There's no such thing as sophomore slump for Julie E. Czerneda. With an imaginative and suspenseful plot and vividly real characters, her second novel, Beholder's Eye, exceeds all expectations for readers of A Thousand Words for Stranger.

In her natural form, Esen-alit-Quar is one of six entities which are extensions of one whole entity, called the Web, the only one of its kind. Its self-defined mission is to study intelligent life throughout the galaxy, preserving customs, culture and forms right down to the cellular level, and to share the information with the other entities in the Web. Once a culture has been studied, each of them can take on the form of an individual from that culture.

The oldest of them is Ersh, millenia old, in a sense their mother. She is the one who guides them, assigns them, and who makes the rules, of which the primary one is to never reveal their true nature to anyone who is not of the Web. Esen, at just over 500 years, is the youngest.

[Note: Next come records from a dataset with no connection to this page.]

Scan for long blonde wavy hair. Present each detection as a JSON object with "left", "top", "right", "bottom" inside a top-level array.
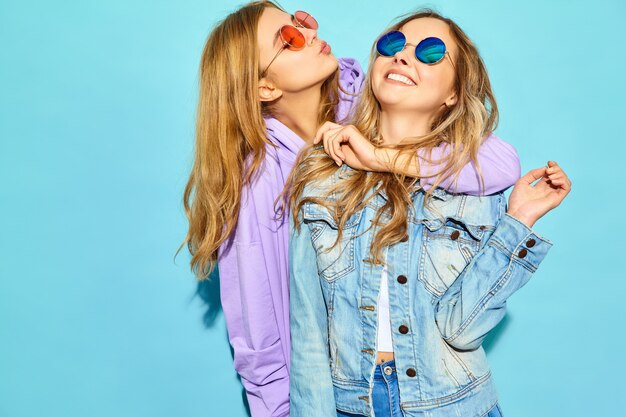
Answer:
[
  {"left": 181, "top": 1, "right": 340, "bottom": 279},
  {"left": 288, "top": 9, "right": 499, "bottom": 264}
]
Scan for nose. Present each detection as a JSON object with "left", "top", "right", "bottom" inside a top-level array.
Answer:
[
  {"left": 393, "top": 48, "right": 410, "bottom": 65},
  {"left": 301, "top": 26, "right": 318, "bottom": 46}
]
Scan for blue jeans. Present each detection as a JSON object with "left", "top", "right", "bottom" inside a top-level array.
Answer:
[{"left": 336, "top": 360, "right": 504, "bottom": 417}]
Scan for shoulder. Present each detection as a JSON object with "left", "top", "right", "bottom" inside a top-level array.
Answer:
[
  {"left": 244, "top": 144, "right": 281, "bottom": 188},
  {"left": 300, "top": 164, "right": 358, "bottom": 201},
  {"left": 236, "top": 145, "right": 286, "bottom": 229},
  {"left": 337, "top": 57, "right": 365, "bottom": 95},
  {"left": 483, "top": 132, "right": 519, "bottom": 159}
]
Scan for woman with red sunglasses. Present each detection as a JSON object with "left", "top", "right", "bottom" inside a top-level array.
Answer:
[{"left": 182, "top": 2, "right": 521, "bottom": 416}]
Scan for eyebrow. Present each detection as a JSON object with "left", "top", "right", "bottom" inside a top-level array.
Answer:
[
  {"left": 272, "top": 15, "right": 296, "bottom": 47},
  {"left": 272, "top": 29, "right": 281, "bottom": 47}
]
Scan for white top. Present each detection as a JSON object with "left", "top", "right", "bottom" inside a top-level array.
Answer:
[{"left": 377, "top": 261, "right": 394, "bottom": 352}]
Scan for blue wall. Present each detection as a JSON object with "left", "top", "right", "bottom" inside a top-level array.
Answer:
[{"left": 1, "top": 0, "right": 624, "bottom": 416}]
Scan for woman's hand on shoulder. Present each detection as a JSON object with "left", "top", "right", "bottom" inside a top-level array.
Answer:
[
  {"left": 507, "top": 160, "right": 571, "bottom": 228},
  {"left": 314, "top": 122, "right": 382, "bottom": 171}
]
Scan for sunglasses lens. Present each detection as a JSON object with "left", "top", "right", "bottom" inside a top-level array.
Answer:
[
  {"left": 294, "top": 11, "right": 318, "bottom": 29},
  {"left": 280, "top": 25, "right": 306, "bottom": 50},
  {"left": 376, "top": 31, "right": 406, "bottom": 56},
  {"left": 415, "top": 37, "right": 446, "bottom": 64}
]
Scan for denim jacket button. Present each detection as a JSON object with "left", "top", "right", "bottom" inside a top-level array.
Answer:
[
  {"left": 518, "top": 248, "right": 528, "bottom": 258},
  {"left": 406, "top": 368, "right": 417, "bottom": 377},
  {"left": 526, "top": 238, "right": 536, "bottom": 248},
  {"left": 400, "top": 234, "right": 409, "bottom": 242},
  {"left": 450, "top": 230, "right": 460, "bottom": 240},
  {"left": 397, "top": 275, "right": 408, "bottom": 284},
  {"left": 399, "top": 325, "right": 409, "bottom": 334}
]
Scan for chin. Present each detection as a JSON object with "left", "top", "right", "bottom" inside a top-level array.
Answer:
[
  {"left": 323, "top": 55, "right": 339, "bottom": 71},
  {"left": 374, "top": 89, "right": 406, "bottom": 107},
  {"left": 319, "top": 57, "right": 339, "bottom": 81}
]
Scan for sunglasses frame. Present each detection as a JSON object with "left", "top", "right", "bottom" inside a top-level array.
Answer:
[
  {"left": 376, "top": 31, "right": 456, "bottom": 71},
  {"left": 260, "top": 11, "right": 318, "bottom": 77}
]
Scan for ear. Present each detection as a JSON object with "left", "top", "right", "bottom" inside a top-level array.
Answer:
[
  {"left": 444, "top": 92, "right": 458, "bottom": 107},
  {"left": 258, "top": 78, "right": 283, "bottom": 102}
]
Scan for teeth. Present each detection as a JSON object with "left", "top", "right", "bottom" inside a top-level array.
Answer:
[{"left": 387, "top": 73, "right": 415, "bottom": 86}]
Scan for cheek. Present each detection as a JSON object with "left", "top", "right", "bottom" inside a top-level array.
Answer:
[
  {"left": 371, "top": 58, "right": 388, "bottom": 80},
  {"left": 274, "top": 52, "right": 337, "bottom": 91},
  {"left": 417, "top": 66, "right": 455, "bottom": 96},
  {"left": 370, "top": 58, "right": 388, "bottom": 97},
  {"left": 371, "top": 57, "right": 385, "bottom": 75}
]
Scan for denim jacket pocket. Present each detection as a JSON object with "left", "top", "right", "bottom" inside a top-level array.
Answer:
[
  {"left": 418, "top": 217, "right": 487, "bottom": 297},
  {"left": 302, "top": 202, "right": 362, "bottom": 282}
]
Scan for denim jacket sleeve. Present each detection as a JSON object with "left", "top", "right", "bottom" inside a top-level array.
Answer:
[
  {"left": 289, "top": 211, "right": 337, "bottom": 417},
  {"left": 420, "top": 133, "right": 521, "bottom": 195},
  {"left": 435, "top": 213, "right": 553, "bottom": 350}
]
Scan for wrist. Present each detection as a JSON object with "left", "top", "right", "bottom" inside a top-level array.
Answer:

Her first mission to the planet Kraos is uneventful until fate throws her in with a human, Paul Ragem, part of a first contact team. At first, he thinks she's merely a member of the species whose form she has taken, but when a crisis comes, caution is forced out the window. In a heartbeat, Esen is tangled in a different kind of web -- the web of friendship -- and nothing in her training has prepared her for this.

If this isn't difficult enough, there is another mysterious entity making its way through space, literally feeding on the populations of planets and spaceships. If that isn't bad enough, Esen discovers that the creature has a particular penchant for Web-beings. Driven to protect her Web sisters and her friends, Esen embarks on what seems like an impossible odyssey to find and destroy the creature -- before it finds her.

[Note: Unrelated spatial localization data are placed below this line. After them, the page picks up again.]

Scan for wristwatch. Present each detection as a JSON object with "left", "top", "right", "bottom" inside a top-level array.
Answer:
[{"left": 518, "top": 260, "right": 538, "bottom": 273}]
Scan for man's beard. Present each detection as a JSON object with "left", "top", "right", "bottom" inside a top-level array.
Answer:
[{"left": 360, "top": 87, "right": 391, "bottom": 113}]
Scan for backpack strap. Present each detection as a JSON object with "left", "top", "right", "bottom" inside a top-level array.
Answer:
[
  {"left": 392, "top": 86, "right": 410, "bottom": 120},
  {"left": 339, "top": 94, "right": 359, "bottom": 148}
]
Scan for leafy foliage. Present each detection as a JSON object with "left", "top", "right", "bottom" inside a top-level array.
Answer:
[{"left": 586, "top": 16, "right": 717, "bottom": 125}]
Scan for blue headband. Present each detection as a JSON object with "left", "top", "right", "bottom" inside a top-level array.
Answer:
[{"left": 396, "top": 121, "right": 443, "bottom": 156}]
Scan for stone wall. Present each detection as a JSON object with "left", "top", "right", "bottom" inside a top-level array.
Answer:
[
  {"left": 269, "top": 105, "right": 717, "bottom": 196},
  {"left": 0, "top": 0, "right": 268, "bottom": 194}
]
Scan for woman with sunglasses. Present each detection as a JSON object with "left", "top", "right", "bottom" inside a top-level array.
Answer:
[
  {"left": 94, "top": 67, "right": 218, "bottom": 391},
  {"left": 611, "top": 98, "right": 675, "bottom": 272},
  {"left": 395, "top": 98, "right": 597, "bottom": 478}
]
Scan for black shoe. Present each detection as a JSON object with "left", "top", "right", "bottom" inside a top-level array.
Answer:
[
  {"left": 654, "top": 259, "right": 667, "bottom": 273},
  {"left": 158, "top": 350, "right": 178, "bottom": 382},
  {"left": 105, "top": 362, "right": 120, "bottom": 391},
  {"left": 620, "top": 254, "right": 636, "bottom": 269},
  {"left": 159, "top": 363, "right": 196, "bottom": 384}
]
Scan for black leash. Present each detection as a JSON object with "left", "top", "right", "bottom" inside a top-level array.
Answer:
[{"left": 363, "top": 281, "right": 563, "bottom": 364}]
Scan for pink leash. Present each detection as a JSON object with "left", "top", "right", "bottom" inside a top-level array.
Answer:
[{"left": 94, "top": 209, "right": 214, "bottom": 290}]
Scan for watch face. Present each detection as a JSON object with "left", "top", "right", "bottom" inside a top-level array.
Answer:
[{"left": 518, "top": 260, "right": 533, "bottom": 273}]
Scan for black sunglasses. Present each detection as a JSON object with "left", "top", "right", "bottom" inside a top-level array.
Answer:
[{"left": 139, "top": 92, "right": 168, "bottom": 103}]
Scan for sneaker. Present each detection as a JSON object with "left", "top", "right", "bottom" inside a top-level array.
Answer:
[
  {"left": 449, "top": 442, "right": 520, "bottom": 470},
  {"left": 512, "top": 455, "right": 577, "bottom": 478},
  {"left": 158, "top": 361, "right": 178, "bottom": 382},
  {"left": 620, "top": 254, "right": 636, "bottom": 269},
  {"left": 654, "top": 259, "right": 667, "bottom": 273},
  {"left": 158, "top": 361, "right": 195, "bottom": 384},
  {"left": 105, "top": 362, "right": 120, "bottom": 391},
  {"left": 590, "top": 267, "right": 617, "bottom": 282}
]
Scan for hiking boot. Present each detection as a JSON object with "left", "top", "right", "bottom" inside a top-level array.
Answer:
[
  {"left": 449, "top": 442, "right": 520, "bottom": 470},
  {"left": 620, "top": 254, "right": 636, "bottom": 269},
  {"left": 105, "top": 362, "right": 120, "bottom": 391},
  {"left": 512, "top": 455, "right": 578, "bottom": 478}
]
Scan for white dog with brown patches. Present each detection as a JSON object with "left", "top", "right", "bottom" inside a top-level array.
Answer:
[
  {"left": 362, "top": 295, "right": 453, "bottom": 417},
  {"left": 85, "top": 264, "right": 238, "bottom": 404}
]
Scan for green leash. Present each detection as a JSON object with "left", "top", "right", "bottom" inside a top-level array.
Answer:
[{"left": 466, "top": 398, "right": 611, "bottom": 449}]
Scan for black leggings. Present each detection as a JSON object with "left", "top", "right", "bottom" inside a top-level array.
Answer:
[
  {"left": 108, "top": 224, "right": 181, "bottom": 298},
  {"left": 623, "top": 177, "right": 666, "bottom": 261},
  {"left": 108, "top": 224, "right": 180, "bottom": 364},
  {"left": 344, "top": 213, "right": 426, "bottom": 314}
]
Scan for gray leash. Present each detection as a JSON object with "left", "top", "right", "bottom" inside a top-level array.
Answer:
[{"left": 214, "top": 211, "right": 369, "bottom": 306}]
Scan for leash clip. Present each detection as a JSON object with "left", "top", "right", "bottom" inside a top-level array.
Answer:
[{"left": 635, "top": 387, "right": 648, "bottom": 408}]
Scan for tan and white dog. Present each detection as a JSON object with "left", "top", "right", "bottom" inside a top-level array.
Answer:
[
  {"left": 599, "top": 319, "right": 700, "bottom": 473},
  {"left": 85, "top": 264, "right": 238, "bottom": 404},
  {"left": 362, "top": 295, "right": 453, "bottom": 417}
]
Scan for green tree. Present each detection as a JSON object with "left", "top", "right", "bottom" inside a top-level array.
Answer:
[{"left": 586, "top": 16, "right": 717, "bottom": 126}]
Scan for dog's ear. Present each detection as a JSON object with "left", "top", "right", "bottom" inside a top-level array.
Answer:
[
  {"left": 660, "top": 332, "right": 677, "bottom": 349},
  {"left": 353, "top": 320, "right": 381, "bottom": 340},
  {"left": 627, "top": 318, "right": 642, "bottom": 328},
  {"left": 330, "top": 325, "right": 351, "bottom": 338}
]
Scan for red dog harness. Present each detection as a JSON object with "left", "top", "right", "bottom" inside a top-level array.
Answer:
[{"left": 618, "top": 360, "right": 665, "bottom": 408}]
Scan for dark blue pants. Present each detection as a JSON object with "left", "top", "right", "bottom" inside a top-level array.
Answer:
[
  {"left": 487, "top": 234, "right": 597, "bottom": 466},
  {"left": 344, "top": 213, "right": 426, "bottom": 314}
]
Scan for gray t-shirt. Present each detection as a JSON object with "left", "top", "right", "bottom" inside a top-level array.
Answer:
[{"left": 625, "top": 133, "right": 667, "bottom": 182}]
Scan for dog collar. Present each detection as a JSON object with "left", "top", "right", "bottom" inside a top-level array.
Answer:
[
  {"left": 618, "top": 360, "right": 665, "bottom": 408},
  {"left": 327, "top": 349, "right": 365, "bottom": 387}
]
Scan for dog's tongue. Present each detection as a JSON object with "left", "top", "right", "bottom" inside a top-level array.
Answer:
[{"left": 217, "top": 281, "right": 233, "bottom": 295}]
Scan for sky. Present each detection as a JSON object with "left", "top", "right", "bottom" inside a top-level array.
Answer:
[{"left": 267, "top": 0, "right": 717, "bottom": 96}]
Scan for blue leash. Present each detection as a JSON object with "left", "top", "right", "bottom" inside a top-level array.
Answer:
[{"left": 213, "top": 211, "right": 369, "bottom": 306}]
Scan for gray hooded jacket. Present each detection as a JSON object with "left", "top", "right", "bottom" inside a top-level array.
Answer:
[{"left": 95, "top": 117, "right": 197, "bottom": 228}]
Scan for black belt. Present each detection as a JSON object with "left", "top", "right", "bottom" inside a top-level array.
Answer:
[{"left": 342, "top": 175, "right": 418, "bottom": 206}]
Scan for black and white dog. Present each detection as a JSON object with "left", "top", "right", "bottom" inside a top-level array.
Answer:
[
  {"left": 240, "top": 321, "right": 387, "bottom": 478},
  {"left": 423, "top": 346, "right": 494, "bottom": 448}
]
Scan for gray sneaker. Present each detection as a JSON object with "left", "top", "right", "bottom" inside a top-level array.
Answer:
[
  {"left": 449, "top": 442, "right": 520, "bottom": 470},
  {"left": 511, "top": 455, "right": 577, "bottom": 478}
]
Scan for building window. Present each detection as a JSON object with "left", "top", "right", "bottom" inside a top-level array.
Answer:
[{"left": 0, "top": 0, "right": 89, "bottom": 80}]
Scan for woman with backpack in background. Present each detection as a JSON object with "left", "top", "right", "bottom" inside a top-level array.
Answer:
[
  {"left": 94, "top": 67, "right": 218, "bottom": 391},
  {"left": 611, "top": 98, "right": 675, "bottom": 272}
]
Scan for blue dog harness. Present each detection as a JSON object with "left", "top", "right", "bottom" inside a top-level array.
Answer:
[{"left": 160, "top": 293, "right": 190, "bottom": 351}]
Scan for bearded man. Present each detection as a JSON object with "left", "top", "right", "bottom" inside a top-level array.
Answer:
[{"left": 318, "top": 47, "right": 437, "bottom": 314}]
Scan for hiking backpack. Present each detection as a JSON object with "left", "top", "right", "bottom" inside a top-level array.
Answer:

Czerneda punctuates Esen's first person narrative with passages called "Out There" which describe the creature's progress through space. These sections feel remote to the story until they begin to relate more closely with it, heightening the tension almost unbearably. Czerneda deftly balances the suspense with humor, and her imagination for creating species seems to know no limits.

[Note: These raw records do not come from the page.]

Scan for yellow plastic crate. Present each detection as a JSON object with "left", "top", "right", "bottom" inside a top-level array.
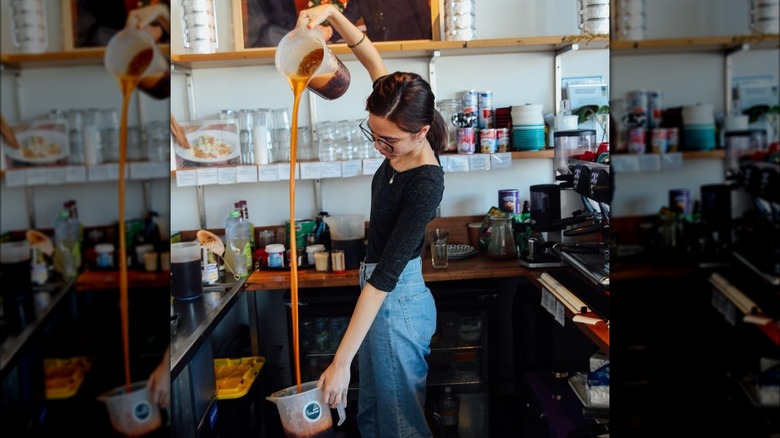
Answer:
[
  {"left": 44, "top": 356, "right": 93, "bottom": 400},
  {"left": 214, "top": 356, "right": 265, "bottom": 400}
]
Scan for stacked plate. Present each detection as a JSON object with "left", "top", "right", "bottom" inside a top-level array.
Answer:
[
  {"left": 682, "top": 103, "right": 716, "bottom": 151},
  {"left": 579, "top": 0, "right": 610, "bottom": 35},
  {"left": 512, "top": 104, "right": 546, "bottom": 151},
  {"left": 444, "top": 0, "right": 476, "bottom": 41},
  {"left": 751, "top": 0, "right": 780, "bottom": 35},
  {"left": 614, "top": 0, "right": 645, "bottom": 40}
]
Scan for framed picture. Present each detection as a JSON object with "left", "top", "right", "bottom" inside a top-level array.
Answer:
[
  {"left": 234, "top": 0, "right": 439, "bottom": 50},
  {"left": 62, "top": 0, "right": 171, "bottom": 50}
]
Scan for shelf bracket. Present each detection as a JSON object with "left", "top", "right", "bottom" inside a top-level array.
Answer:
[
  {"left": 554, "top": 44, "right": 579, "bottom": 114},
  {"left": 428, "top": 50, "right": 441, "bottom": 97},
  {"left": 196, "top": 185, "right": 207, "bottom": 230},
  {"left": 724, "top": 43, "right": 748, "bottom": 114},
  {"left": 172, "top": 65, "right": 197, "bottom": 121},
  {"left": 14, "top": 71, "right": 25, "bottom": 121},
  {"left": 26, "top": 186, "right": 36, "bottom": 229},
  {"left": 314, "top": 178, "right": 323, "bottom": 213}
]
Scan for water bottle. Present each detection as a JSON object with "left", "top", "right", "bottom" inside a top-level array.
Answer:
[
  {"left": 54, "top": 210, "right": 81, "bottom": 278},
  {"left": 439, "top": 386, "right": 460, "bottom": 437},
  {"left": 225, "top": 210, "right": 250, "bottom": 278}
]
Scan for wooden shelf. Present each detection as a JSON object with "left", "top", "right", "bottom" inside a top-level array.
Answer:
[
  {"left": 171, "top": 36, "right": 609, "bottom": 70},
  {"left": 611, "top": 35, "right": 779, "bottom": 55},
  {"left": 1, "top": 45, "right": 170, "bottom": 70},
  {"left": 682, "top": 150, "right": 725, "bottom": 159}
]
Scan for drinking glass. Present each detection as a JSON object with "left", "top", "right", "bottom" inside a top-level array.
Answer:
[{"left": 430, "top": 229, "right": 450, "bottom": 268}]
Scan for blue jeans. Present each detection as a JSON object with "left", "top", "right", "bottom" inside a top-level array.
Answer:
[{"left": 358, "top": 257, "right": 436, "bottom": 438}]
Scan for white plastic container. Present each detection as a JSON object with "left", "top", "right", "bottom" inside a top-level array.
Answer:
[
  {"left": 266, "top": 244, "right": 285, "bottom": 268},
  {"left": 95, "top": 243, "right": 115, "bottom": 268}
]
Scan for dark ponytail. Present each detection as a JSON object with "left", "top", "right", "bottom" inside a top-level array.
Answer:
[{"left": 366, "top": 71, "right": 446, "bottom": 154}]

Her characterizations are as strong as her plots. Esen is an appealing and spirited individual, and readers will recognize her self assurance born of enthusiasm as well as her self doubts. She is courageous not because she is fearless but because she acts in spite of her fears; her growth into her friendship with Ragem is convincing, well-developed, and touching. For his part, Ragem is a fully realized and well-rounded character. He doesn't dominate the scene or try to take over, and his respect and love for Esen is well-delineated.

As in A Thousand Words for Stranger, the story comes first, set against the science fiction background; I suspect that even the most anti-science fiction reader would have trouble putting down Beholder's Eye. Czerneda is definitely an author to watch.